La actual situación del diseño no es muy alentadora (no seas negativo… porras!!). Como cualquier actividad profesional hoy día, las perspectivas de futuro son, cuando menos, preocupantes. A este hándicap “externo”, en la comunidad “diseñil” patria son bien conocidos los problemas inherentes a la profesión. Que si intrusismo laboral, que si se infravalora el trabajo por parte del cliente, que sí se están cargando la formación, que sí, que sí, que si,…

Estas cuestiones innatas a la profesión no piensen ustedes que son propias y exclusivas de los diseñadores…. no hay más que tirar de refranero español para saber que “en todos los lados cuecen habas”. Lo que si creo que sea exclusivo, es ese halo de victimismo e inseguridad. En eso, perdónenme, somos unos profesionales. Y como buenos profesionales las formas de afrontar la misma situación vienen determinadas por el enfoque.

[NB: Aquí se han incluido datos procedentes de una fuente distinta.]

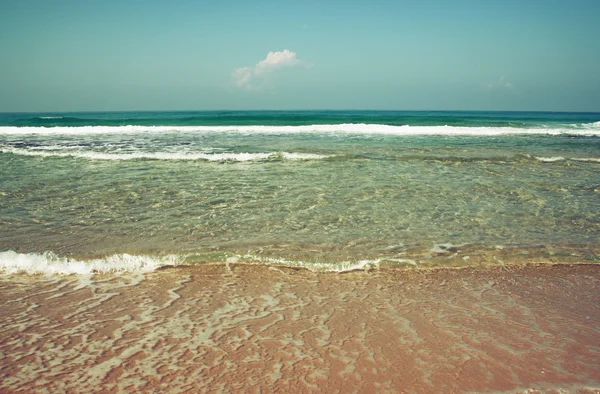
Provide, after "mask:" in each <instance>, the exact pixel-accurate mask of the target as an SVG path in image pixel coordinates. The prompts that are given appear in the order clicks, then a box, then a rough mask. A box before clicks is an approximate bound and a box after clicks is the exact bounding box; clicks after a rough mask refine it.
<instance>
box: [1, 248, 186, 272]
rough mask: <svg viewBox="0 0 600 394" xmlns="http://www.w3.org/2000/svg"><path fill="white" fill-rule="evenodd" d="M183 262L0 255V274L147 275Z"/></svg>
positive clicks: (15, 253)
mask: <svg viewBox="0 0 600 394" xmlns="http://www.w3.org/2000/svg"><path fill="white" fill-rule="evenodd" d="M183 260H185V256H181V255H165V256H145V255H130V254H115V255H112V256H106V257H102V258H98V259H90V260H77V259H72V258H67V257H59V256H57V255H56V254H54V253H52V252H46V253H42V254H38V253H17V252H14V251H12V250H9V251H5V252H0V272H2V273H5V274H20V273H26V274H30V275H36V274H38V275H39V274H45V275H73V274H76V275H92V274H97V273H116V272H142V273H143V272H151V271H154V270H156V269H158V268H160V267H166V266H176V265H179V264H181V263H182V262H183Z"/></svg>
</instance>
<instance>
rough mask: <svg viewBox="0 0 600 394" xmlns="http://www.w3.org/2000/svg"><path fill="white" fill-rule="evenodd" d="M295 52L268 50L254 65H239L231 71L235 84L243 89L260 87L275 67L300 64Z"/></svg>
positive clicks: (282, 67)
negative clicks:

Recientemente me he topado con dos perspectivas bien distintas que hurgan en la herida abierta. Una el creativo-poético-humorístico “Intercambio de papiros entre las primeras comunidades cristianas y Walter, el diseñador gráfico al que le encargaron el logotipo” que el bueno de @tinoguemes descubrio para sus seguidores en Twitter, y una segunda, que en forma de documental social, intenta denunciar la situación del campo del diseño gráfico en la ciudad de Murcia, de la mano de Manuel Franco (gracias Itákora por rescatarlo). Un tema que me toca muy de cerca como profesional de “provincias”.

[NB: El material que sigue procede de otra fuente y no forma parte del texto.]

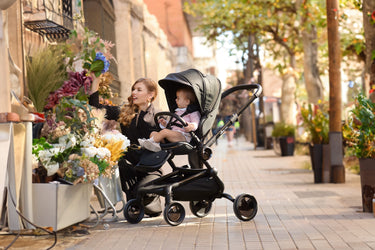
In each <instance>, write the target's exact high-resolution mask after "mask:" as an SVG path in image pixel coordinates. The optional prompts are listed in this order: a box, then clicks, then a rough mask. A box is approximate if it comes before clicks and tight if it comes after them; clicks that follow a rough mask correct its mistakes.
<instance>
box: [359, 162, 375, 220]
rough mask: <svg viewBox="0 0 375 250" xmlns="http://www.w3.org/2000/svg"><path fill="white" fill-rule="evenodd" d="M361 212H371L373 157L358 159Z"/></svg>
mask: <svg viewBox="0 0 375 250" xmlns="http://www.w3.org/2000/svg"><path fill="white" fill-rule="evenodd" d="M359 169H360V176H361V193H362V208H363V212H368V213H371V212H373V208H372V199H373V197H374V193H375V159H373V158H367V159H359Z"/></svg>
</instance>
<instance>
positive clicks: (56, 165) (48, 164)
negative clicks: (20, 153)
mask: <svg viewBox="0 0 375 250" xmlns="http://www.w3.org/2000/svg"><path fill="white" fill-rule="evenodd" d="M44 167H45V168H46V169H47V176H51V175H54V174H56V172H57V170H59V167H60V166H59V164H58V163H54V162H49V163H48V164H47V165H44Z"/></svg>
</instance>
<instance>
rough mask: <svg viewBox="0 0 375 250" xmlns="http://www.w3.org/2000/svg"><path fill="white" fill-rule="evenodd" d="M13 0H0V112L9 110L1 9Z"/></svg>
mask: <svg viewBox="0 0 375 250" xmlns="http://www.w3.org/2000/svg"><path fill="white" fill-rule="evenodd" d="M14 2H15V0H8V1H1V3H0V86H1V88H2V91H1V92H0V112H10V82H9V61H8V51H7V47H8V46H7V45H6V44H7V43H6V40H7V39H6V37H7V35H8V34H6V32H4V26H3V23H4V22H3V10H6V9H7V8H9V7H10V6H11V5H12V4H13V3H14ZM5 30H6V29H5Z"/></svg>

En ambas piezas se incide y compara sobremanera en aspectos, como decirlo, palpables de la profesión. Es un tema demasiado recurrente y un debate que, o se supera o acabará por volvernos a todos “del lado oscuro”, más cuando los datos y la visión que se tiene desde fuera de la profesión es totalmente diferente. Así que, Be happy my friend y “que la fuerza te acompañe”.